There are a number of companies that offer what is referred to as "debt advocate" services. If you are in debt, and thinking about seeking assistance from one of these organizations, it is important to understand what it is they do and what kind of help you can realistically expect to receive.
About Consumer Debt Advocates
Companies offering debt advocate services work with individuals or businesses who are in significant debt that becomes unmanageable. Problems dealing with debt could come about as a result of overspending, job loss, a reduction in cash flow, and other possible circumstances.
While some of these organizations market themselves as providing a magic way to make your debt go away, this is not an accurate description at all. If you choose to work with a debt advocate company, you are making a decision to put all or part of the debt you are dealing with into a debt relief program.

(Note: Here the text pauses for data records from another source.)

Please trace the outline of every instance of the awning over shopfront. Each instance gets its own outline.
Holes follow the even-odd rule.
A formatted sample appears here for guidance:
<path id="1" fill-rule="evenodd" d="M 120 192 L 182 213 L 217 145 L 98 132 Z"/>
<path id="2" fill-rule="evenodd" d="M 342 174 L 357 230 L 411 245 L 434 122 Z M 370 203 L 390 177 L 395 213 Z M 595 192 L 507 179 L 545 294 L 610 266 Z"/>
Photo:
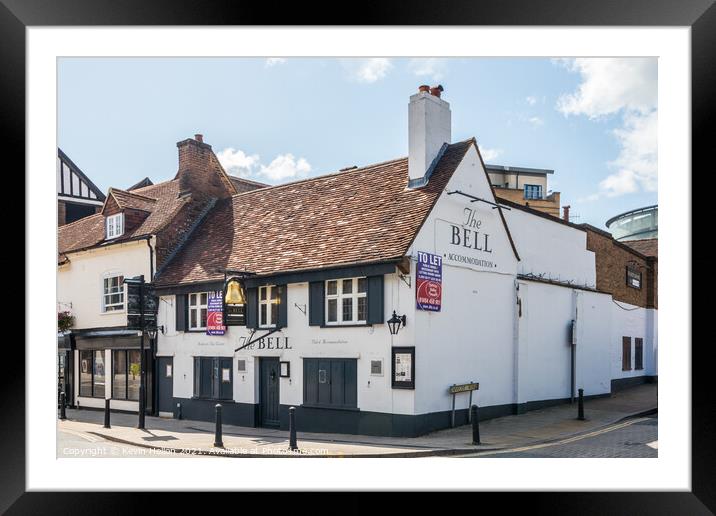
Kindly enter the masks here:
<path id="1" fill-rule="evenodd" d="M 140 333 L 136 330 L 91 330 L 75 334 L 77 349 L 139 349 Z"/>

When you do this, you'll sign a limited power of attorney document giving the company the right to speak to your creditors on your behalf. A company representative will then communicate with your creditors and attempt to negotiate with them on your behalf. The goal of the negation is to get each creditor to accept less that you owe as payment in full for your financial obligation and to reach an agreement on repayment terms that you will be able to manage.
While this is going on, you will likely continue to receive collections calls from creditors. Creditors are going to do everything possible to get you to pay your outstanding balances, so they are not automatically going to stop calling you as soon as you hire someone to handle negotiations on your behalf. They'll speak to the debt advocate firm, but your phone is going to continue to ring as well, at least until a settlement is reached.
At the time you enter a debt relief program, you will need to make a commitment for an amount of money that you will be able to pay each month. This amount will cover the consumer debt advocate firm's fee and go toward paying down your debts once the company reaches an agreement with each of your creditors. You will be asked to set up a monthly draft from your bank account for this amount. During the time you are in the program, additional payments may need to be made as creditors agree to repayment or settlement terms.
Not all of the money you pay into the program will be used each month. The idea is to allow you to build up a balance in your account that can be used to settle debts in full when a creditor is willing to settle debt for less than you owe.
Debt Advocate Fees
An important point to note is that not all of the money you pay will go toward reducing your debt. Debt advocate companies are businesses, and therefore charge a fee for their services, and it can be a significant sum. This is true whether you are dealing with an attorney who offers debt settlement services, or a corporate or nonprofit debt settlement service provider.
If you are considering entering a debt consolidation program, review the contract you are being asked to sign very closely so that you are absolutely certain that you understand and are comfortable with the fee structure.
While the fee structure may vary from one consumer deft relief company to another, you can generally expect to pay fees that include:
- An initial account setup fee
- A percentage of the total outstanding balance of all debt in your program on a monthly basis
- A percentage of the amount the amount your debt is reduced by if a creditor settles for less than you owe
- A monthly check writing fee for each creditor who is paid through your program
- NSF charges if one of your monthly payments ever does not clear
Should You Seek Debt Relief?
Only you can decide whether or not the services provided by consumer debt advocates are in your best interest. It is essential to take the time to educate yourself about exactly what you are getting into when you enlist the services of this type of company rather than making a fast, emotional decision based on the fear and stress that can go hand-in-hand with dealing with debt.
It's important to note that not all debt relief companies are the same. While some are likely to deliver as promised, others may well be scams. Before signing a contract, thoroughly review the terms of the agreement and ask the firm to provide you with references of currents or past clients who are willing to speak with you about what their experiences have been like. If you decide to go this route, make sure you choose a reputable company and that you have realistic expectations about how the company can assist you and how much it will cost you.